My daughter came running to my car and opened the car and busted into the front seat, she started at me in surprised and dropped her mouth open like Zoya used to do when she had a crush on me.
‘What you have a crush on me, Zoya?’ I asked, my little Zoya.
‘Where is uncle Pete?’ she asked.
‘Why, you don’t want me to pick you up from school?’ I asked her. As an answer for that she leaned and kissed my forehead.
‘I am glad, daddy’ she said and smiled that huge, dirty smile.
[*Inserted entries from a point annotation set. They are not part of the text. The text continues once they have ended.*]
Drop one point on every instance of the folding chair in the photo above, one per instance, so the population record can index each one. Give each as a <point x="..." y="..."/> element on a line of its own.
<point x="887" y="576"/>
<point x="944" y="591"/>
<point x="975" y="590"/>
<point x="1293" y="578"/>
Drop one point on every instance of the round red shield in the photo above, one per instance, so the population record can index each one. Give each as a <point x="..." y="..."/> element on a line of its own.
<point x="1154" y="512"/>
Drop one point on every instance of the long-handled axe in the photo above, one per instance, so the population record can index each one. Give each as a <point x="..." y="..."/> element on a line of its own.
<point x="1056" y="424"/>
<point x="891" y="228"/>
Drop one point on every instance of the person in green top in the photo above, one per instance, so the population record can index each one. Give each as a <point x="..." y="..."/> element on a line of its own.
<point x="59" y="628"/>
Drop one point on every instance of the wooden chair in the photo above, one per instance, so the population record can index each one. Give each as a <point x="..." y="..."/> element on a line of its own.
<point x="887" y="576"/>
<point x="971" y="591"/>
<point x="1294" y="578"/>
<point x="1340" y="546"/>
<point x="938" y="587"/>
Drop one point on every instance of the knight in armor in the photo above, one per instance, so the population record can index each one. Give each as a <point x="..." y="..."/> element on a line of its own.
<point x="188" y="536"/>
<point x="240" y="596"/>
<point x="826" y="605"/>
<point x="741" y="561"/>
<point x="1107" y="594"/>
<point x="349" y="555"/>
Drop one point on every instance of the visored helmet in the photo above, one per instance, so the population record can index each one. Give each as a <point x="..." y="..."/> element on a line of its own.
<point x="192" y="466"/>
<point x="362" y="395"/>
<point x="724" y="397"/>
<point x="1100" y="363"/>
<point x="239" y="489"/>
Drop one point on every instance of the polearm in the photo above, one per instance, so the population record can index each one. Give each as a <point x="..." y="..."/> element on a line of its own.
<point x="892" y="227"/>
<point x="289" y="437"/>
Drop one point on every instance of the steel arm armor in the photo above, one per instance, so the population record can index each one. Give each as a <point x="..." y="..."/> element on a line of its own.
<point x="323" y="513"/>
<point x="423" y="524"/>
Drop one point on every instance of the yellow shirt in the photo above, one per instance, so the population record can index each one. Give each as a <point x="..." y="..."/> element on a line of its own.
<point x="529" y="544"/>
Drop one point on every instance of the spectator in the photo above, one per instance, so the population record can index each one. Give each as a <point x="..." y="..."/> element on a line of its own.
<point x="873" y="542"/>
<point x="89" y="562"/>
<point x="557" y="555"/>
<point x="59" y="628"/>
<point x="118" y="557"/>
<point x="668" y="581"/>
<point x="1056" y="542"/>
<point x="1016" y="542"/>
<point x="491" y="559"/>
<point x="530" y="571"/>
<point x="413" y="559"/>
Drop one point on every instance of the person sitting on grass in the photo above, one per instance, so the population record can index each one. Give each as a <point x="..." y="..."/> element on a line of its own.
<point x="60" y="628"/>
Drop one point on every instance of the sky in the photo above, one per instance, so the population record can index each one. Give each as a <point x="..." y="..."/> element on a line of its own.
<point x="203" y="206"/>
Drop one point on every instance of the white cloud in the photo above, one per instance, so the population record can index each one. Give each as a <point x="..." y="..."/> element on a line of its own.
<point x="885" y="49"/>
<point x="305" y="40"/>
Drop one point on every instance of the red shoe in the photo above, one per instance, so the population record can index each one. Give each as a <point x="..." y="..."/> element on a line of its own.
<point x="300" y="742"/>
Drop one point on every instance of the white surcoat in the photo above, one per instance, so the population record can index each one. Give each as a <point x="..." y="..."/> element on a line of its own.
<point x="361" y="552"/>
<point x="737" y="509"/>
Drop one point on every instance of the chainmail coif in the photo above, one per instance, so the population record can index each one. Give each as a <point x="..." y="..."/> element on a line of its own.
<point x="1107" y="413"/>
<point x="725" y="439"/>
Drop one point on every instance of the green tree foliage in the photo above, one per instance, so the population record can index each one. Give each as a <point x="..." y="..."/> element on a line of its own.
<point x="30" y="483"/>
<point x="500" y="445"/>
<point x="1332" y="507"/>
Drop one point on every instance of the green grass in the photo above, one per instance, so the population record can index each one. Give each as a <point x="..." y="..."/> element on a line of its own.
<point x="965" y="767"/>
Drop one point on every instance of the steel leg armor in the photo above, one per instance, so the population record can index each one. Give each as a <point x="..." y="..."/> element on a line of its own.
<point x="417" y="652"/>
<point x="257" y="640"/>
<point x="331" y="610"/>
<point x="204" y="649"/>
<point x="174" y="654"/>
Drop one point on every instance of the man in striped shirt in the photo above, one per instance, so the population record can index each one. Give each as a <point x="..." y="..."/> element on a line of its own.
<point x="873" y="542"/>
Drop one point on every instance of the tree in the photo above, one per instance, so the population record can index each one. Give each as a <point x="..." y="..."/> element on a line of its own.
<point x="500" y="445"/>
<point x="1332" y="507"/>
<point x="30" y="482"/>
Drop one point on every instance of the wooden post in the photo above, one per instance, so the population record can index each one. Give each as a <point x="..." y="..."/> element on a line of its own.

‘What was that thing with that boy?’ I asked her
‘Which boy?’ she asked back.
‘At the entrance of school’ I said.
‘My friend, Michael, giving me a hard time’
‘Why?’
‘He thinks I have a crush on that guy, our senior year, but he is kidding’ she said, little embarrassed. I smiled at her and she always made me remember Zoya, I have not actually watched Zoya’s eyes, but my daughter’s eyes make me remember Zoya, it was like she lived through our daughter. And my little Zoya was exactly like her mother. She got that same charm, fun, eyes, hair and that dirty smile and I hope that once she too would make a good writer and that she would fall for her crush once.
‘Why are you taking me today?’ she asked.
‘Don’t want me to?’
‘Just curious, dad’
‘We are going to Irfan uncle’s’ I told her about Irfan, the greatest friend me and Zoya ever had, he too was settled in London, being a part of my business, we were partners, there was no way of getting rid of him.
‘That is great, that Imran Irani ditched school, today, faking a head ache, I got to see him, how dare he left me alone for school?’ she was getting mad about her best friend being absent for the day, she and Imran was of same age and was together and they were just great.
‘He is not faking a headache, Zoya, he is moving near to us’ I told her about their decision of moving near our house.
‘Wow, he never told me, he is goanna have a hard time and a good time after that’ she said and I realise, the next lucky person alive will be my little Zoya’s crush and I am the luckiest as I got both of those girls in my life and because they both were always mine and always will stay special.